The Alaskan island, with plentiful hydro and wind resources, shows how it can be done:
Previously overseeing an electrical grid almost entirely supplied by diesel generators, the board of the Kodiak Electric Association made the decision in 2009 to go renewable by 2020 as diesel prices continued to rise.
“We wanted to get off diesel,” association CEO Darren Scott said of the utility’s diesel generators, which used to provide expensive electricity to more than 6,000 residents of Kodiak, the village of Port Lions and the largest Coast Guard base in the country. “Diesel wasn’t going to be a part of our future.”
The switch to a grid run 99.7 percent on renewable resources not only stabilized Kodiak’s electric rates but also brought them closer to the national average. After Hawaii, where the average cost of electricity is nearly 34 cents per kilowatt hour, Alaskans pay the second-highest electric rates in the Untied States, at 17.58 cents. In Kodiak, customers are now paying 13.8 cents per kilowatt hour, just above the national average of 12.5.
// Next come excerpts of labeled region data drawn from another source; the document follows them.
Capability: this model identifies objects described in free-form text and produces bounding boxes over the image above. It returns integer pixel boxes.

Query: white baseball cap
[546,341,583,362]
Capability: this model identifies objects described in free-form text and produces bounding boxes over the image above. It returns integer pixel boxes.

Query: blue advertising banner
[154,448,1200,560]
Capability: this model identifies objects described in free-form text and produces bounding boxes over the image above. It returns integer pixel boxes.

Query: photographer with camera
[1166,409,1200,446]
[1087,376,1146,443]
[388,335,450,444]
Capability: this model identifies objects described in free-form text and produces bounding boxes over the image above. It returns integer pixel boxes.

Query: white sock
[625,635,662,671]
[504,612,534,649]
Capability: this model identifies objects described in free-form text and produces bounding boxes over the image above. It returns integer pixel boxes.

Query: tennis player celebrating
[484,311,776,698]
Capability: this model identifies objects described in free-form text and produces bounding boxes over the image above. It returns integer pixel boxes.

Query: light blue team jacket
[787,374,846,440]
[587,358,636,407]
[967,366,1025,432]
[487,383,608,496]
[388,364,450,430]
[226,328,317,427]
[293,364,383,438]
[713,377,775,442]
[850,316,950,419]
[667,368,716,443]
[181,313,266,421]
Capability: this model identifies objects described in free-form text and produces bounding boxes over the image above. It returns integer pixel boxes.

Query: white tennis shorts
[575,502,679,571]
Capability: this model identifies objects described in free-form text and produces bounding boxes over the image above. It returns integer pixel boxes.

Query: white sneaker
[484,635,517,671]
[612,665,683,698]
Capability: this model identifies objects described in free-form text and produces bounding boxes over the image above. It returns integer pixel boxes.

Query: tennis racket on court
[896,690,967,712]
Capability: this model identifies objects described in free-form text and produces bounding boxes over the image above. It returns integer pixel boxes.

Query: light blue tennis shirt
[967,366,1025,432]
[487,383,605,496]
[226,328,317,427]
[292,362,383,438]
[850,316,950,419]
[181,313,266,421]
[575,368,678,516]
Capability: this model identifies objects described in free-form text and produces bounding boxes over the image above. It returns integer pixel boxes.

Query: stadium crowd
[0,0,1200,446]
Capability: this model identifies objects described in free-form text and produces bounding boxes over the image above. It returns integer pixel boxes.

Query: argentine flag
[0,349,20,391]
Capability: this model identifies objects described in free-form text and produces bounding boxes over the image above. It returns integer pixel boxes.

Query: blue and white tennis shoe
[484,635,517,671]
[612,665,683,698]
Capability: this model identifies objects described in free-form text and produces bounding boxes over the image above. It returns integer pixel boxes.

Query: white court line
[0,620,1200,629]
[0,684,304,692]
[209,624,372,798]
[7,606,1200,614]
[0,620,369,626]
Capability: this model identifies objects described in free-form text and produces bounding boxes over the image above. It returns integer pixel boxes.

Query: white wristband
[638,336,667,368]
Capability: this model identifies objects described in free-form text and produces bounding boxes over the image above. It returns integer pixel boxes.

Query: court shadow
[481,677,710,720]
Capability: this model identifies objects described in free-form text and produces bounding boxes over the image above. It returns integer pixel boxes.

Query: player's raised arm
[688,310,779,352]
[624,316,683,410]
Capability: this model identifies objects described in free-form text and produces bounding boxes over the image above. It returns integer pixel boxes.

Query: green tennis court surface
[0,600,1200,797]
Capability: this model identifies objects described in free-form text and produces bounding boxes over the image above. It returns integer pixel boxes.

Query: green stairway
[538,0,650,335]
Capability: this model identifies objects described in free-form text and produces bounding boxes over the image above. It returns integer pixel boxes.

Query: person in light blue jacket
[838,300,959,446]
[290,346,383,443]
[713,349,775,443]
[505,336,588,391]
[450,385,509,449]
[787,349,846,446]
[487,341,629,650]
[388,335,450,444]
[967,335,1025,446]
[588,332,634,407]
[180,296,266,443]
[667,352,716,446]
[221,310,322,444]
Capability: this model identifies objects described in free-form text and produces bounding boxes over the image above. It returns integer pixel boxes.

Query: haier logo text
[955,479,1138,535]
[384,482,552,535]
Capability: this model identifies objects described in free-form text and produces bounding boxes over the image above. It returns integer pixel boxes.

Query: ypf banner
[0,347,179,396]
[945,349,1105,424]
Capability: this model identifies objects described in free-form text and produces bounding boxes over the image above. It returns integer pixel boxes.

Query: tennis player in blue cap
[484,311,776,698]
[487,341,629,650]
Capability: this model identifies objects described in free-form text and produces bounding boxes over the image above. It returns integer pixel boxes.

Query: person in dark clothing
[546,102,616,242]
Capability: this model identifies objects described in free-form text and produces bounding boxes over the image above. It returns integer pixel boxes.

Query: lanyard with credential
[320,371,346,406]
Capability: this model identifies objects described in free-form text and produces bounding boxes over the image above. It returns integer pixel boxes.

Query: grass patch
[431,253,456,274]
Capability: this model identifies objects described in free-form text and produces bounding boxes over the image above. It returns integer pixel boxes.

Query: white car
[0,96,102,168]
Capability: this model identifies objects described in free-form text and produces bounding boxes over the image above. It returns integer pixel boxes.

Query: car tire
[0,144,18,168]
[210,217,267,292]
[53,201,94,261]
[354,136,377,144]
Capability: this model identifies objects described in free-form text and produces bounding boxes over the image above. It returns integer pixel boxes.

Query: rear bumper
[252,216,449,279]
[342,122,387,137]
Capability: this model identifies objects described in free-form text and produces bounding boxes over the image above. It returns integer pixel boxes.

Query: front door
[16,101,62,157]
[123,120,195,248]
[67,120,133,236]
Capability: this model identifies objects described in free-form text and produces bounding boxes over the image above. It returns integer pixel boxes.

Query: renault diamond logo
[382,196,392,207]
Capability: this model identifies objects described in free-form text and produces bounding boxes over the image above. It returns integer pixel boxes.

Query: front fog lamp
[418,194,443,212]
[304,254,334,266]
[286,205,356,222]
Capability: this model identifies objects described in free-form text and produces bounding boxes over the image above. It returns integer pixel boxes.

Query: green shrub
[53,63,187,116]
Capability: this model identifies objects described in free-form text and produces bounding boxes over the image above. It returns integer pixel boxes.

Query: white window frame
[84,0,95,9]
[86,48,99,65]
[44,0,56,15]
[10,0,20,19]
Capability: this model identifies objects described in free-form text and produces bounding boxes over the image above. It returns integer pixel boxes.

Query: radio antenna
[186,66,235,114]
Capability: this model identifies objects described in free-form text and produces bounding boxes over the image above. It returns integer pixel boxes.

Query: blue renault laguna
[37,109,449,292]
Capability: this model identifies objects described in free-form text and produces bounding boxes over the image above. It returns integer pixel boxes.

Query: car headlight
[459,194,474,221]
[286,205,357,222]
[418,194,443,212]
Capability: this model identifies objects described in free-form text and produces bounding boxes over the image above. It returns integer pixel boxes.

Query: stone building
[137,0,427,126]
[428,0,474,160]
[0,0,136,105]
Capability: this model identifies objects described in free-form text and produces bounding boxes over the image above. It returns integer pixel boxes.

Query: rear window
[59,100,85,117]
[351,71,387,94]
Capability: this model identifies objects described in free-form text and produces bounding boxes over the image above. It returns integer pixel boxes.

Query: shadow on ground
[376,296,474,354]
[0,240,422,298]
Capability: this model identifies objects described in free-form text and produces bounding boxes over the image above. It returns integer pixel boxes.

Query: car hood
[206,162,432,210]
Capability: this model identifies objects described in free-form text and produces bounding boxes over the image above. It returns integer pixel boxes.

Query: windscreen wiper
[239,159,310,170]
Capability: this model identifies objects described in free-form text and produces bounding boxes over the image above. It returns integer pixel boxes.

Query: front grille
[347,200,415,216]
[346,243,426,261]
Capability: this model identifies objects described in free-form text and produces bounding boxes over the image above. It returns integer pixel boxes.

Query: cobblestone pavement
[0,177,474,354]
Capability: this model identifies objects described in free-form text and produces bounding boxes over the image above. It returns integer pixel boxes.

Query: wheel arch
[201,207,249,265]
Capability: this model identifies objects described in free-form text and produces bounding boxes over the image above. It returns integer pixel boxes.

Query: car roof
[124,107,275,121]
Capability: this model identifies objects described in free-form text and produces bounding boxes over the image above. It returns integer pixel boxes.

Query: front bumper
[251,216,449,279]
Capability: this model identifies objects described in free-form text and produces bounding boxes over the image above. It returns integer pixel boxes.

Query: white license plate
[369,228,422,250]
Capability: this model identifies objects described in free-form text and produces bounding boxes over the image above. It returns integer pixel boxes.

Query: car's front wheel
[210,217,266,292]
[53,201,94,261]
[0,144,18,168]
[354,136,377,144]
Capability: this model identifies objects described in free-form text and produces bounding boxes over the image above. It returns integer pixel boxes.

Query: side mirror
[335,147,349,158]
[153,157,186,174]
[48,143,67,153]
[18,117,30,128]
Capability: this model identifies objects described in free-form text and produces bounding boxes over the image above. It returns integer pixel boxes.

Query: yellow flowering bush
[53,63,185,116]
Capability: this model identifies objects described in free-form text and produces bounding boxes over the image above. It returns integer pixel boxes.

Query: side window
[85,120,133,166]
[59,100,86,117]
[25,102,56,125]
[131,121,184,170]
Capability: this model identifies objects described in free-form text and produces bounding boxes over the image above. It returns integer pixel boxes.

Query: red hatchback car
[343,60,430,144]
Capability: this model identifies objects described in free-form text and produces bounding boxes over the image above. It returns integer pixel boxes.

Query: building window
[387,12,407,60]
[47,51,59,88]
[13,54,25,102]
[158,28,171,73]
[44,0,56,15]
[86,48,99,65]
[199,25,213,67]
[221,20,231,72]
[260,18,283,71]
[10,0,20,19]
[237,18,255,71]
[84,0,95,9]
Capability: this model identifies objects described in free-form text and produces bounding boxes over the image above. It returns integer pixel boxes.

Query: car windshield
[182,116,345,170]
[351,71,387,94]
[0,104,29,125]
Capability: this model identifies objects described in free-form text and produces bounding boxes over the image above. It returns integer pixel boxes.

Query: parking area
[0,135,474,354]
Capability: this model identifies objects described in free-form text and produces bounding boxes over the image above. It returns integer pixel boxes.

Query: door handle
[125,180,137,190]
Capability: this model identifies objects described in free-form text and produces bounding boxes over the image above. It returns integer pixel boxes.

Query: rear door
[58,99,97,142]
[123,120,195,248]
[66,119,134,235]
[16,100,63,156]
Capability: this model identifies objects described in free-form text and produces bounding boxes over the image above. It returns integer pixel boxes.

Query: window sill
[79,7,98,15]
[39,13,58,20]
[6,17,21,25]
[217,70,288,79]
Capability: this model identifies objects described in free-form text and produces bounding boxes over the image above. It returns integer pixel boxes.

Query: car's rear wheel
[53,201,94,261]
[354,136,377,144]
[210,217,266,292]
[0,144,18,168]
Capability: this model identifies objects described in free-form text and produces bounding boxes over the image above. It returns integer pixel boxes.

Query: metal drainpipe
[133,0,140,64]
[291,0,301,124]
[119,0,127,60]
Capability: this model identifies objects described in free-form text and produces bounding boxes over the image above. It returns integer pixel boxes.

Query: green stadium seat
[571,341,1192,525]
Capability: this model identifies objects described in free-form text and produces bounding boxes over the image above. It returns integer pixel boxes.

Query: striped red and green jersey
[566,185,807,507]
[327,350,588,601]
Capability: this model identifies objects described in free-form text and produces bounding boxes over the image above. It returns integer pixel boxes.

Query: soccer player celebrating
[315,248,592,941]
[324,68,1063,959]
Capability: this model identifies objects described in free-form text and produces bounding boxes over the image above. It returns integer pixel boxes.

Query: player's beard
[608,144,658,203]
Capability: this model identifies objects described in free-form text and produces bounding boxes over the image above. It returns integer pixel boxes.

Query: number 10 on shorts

The Alaska Renewable Energy Fund, established in 2008, helped fund the transition, which is expected to pay for itself in savings in under a decade. Meanwhile, cutting the diesel generators off reduced carbon dioxide emissions more than 60 percent each year.
Kodiak is setting a great example for other island states like Hawaii to follow. As the concept is proven in these island areas, they will be much easier and less costly to transport to mainland grids.